Dahlem

Umzug des Alliiertenmuseums nicht vor 2027

Die CDU will Standort in Dahlem als Ort des deutsch-amerikanische Erinnerns erhalten.

Rundgang durch das Alliiertenmuseum (v.l.): CDU-Kreischef Adrian Grasse, CDU-Fraktionschef Burkard Dregger und Florian Weiss, wissenschaftlicher Mitarbeiter des Museums.

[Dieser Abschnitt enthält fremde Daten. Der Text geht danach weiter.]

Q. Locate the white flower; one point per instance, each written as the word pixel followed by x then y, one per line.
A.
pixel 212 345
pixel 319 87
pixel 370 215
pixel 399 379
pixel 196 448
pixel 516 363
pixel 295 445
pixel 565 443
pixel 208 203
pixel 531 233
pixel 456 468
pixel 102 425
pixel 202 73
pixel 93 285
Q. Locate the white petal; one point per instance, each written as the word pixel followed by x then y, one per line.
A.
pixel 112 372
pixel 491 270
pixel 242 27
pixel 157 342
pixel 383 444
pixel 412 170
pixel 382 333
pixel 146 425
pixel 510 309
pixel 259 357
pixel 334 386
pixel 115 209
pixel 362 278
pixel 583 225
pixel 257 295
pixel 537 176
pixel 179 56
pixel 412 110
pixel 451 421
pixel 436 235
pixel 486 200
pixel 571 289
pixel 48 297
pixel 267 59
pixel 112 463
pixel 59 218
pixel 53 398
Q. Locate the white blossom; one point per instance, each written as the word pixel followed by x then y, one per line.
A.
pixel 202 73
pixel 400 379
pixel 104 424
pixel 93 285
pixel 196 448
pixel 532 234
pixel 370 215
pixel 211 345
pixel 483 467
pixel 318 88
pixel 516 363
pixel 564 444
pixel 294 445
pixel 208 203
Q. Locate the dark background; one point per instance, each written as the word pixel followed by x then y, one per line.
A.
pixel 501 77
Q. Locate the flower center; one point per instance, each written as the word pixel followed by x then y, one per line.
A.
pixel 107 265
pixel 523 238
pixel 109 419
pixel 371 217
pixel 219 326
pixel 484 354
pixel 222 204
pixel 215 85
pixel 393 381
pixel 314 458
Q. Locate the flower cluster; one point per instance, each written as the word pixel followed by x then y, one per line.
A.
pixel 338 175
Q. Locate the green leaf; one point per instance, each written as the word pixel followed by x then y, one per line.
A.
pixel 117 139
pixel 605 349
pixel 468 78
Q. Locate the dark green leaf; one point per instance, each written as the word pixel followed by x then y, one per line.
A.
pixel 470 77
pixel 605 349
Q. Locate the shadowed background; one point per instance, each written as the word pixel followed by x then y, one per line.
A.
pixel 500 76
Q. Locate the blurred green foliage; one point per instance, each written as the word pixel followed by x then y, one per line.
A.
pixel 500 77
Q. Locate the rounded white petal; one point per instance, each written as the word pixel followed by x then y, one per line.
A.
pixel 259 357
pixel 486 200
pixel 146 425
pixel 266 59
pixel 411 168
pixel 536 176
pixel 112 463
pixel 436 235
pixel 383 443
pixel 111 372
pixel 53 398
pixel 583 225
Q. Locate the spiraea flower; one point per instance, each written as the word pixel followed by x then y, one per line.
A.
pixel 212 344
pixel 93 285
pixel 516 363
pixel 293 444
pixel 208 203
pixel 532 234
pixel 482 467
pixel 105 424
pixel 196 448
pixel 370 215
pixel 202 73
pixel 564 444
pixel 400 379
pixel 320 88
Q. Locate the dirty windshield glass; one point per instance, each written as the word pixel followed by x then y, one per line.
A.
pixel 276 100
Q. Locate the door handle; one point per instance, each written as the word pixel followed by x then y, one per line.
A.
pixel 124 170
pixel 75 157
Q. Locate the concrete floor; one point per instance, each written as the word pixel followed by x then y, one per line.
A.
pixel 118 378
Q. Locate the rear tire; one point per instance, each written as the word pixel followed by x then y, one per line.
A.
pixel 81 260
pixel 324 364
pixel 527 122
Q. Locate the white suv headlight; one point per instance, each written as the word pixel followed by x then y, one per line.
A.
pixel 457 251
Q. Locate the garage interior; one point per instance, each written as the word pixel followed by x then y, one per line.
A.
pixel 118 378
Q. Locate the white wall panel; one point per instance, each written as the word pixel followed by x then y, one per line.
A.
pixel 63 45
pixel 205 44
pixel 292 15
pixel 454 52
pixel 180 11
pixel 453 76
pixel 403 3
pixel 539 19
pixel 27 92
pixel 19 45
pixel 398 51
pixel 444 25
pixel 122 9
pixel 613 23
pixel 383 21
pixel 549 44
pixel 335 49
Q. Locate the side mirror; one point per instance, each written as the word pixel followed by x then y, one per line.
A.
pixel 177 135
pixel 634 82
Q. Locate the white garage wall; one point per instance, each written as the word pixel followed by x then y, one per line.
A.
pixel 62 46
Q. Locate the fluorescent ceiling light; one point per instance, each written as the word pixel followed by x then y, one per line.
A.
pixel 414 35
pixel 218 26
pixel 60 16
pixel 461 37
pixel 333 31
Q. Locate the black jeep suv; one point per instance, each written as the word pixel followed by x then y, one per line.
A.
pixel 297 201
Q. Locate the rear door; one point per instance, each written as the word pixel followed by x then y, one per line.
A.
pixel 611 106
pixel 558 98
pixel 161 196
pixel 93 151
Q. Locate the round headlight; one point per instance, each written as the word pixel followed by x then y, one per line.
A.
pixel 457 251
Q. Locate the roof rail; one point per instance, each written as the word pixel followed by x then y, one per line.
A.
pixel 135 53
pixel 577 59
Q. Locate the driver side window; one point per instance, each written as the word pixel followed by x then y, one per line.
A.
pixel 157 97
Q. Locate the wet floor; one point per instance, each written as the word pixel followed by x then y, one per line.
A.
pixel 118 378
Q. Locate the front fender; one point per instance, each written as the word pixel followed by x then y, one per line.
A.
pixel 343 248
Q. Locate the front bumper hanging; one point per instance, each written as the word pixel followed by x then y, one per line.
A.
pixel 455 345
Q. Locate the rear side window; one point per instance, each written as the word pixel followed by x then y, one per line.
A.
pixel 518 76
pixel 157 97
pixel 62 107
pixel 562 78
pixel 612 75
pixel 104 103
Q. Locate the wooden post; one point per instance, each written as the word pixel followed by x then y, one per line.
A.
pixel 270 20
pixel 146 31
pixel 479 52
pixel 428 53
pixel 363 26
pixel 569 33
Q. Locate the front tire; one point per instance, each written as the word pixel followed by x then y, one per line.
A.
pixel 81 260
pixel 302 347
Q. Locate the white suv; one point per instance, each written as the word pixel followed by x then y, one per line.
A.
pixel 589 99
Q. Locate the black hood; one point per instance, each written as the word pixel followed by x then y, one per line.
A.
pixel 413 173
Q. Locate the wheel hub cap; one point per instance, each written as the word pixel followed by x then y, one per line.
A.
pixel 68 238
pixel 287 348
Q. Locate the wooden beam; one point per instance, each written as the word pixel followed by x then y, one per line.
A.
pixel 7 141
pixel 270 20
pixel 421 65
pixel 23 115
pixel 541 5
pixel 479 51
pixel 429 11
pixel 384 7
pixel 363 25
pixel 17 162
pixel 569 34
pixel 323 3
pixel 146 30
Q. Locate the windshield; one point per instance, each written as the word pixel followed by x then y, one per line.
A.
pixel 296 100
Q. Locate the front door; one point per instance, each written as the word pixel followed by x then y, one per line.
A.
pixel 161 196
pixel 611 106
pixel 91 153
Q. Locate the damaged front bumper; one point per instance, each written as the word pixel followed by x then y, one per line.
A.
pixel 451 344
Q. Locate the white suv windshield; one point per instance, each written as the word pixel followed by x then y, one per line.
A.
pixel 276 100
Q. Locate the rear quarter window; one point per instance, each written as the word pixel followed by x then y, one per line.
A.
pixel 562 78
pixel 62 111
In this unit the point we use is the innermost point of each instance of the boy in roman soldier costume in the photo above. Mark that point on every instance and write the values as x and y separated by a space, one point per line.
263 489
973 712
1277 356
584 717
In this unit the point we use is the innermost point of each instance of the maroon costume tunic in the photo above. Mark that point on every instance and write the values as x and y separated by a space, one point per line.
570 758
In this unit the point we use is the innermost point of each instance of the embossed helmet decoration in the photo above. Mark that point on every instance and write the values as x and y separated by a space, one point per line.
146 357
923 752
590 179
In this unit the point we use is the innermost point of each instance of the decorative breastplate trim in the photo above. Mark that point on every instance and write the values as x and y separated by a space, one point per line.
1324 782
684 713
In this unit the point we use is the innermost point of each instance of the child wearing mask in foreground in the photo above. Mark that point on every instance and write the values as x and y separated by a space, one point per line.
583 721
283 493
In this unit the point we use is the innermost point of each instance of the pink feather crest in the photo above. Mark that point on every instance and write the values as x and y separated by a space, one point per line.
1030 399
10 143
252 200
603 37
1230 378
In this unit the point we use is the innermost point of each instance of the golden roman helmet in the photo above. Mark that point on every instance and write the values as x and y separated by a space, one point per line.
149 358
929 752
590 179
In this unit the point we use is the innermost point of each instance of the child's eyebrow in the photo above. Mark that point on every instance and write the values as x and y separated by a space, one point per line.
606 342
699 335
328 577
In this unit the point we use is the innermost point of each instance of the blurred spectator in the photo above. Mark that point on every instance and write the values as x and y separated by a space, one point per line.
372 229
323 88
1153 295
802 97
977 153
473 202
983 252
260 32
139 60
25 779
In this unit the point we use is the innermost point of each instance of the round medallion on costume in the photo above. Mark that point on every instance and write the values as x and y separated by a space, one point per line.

Rundgang durch das Alliiertenmuseum (v.l.): CDU-Kreischef Adrian Grasse, CDU-Fraktionschef Burkard Dregger und Florian Weiss, wissenschaftlicher Mitarbeiter des Museums.

Foto: Dominik Bath

Berlins CDU-Fraktionschef Burkard Dregger und der Kreisvorsitzende der Partei in Steglitz-Zehlendorf, Adrian Grasse, haben sich am Sonnabend bei einem Besuch des Alliiertenmuseums in Dahlem für den Erhalt des Standortes als Erinnerungsort ausgesprochen. Es müsse einen Platz geben, an dem die deutsch-amerikanische Freundschaft weiter gelebt werde, sagte Grasse. Der Bezirk habe als früherer Teil des amerikanischen Sektors ein besonderes Erbe, so Grasse, der auch im Berliner Abgeordnetenhaus sitzt. Dregger forderte mit Blick auf Berlin zudem ein Gesamtkonzept für das deutsch-amerikanische Erinnern. Es gebe mit dem Checkpoint Charlie, dem Flughafen Tempelhof und dem Alliiertenmuseum zwar mehrere einzelne Orte. „Ich würde mir aber ein Gesamtkonzept zu dem Thema wünschen“, sagte er.

Hintergrund für den Vorstoß ist der geplante Umzug des Alliiertenmuseums von Dahlem auf das ehemalige Flughafengelände nach Tempelhof. Bereits 2012 war der Schritt beschlossen worden, ursprünglich war die Übergabe der Räume zum Sommer 2018 geplant. Inzwischen ist der Zeitplan geplatzt. Das Museum geht davon aus, noch mehrere Jahre an dem alten Standort bleiben zu müssen. Ein Komplett-Umzug sei wohl frühestens 2027 möglich, sagte am Sonnabend Florian Weiss, wissenschaftlicher Mitarbeiter des Museums. Es sei aber nicht auszuschließen, dass es zuvor schon einzelne, provisorische Ausstellungen in Tempelhof geben werden. Das Alliiertenmuseum will sich mit dem Einzug in neue Räume im Hangar 7 deutlich vergrößern. Dort steht mit rund 11.500 Quadratmeter Fläche mehr als doppelt so viel Platz wie derzeit zur Verfügung.

Bundestag hatte Geld für den Umzug bereits genehmigt

Bereits im November 2015 hatte der Haushaltsausschuss des Bundestages 27,1 Millionen Euro für den Umzug des Alliiertenmuseum von Dahlem nach Tempelhof bereitgestellt. Doch wegen der maroden Bausubstanz am früheren Airport dürfte die Sanierung deutlich teurer werden. Inzwischen werde über „ein Mehrfaches“ der ursprünglichen Kosten gesprochen, heißt es. Das Büro der zuständigen Staatsministerin für Kultur und Medien, Monika Grütters (CDU), konnte zuletzt keine neuen Angaben zum weiteren Verlauf des Projekts machen. Man prüfe derzeit mehrere Konzepte und Szenarien, heißt es.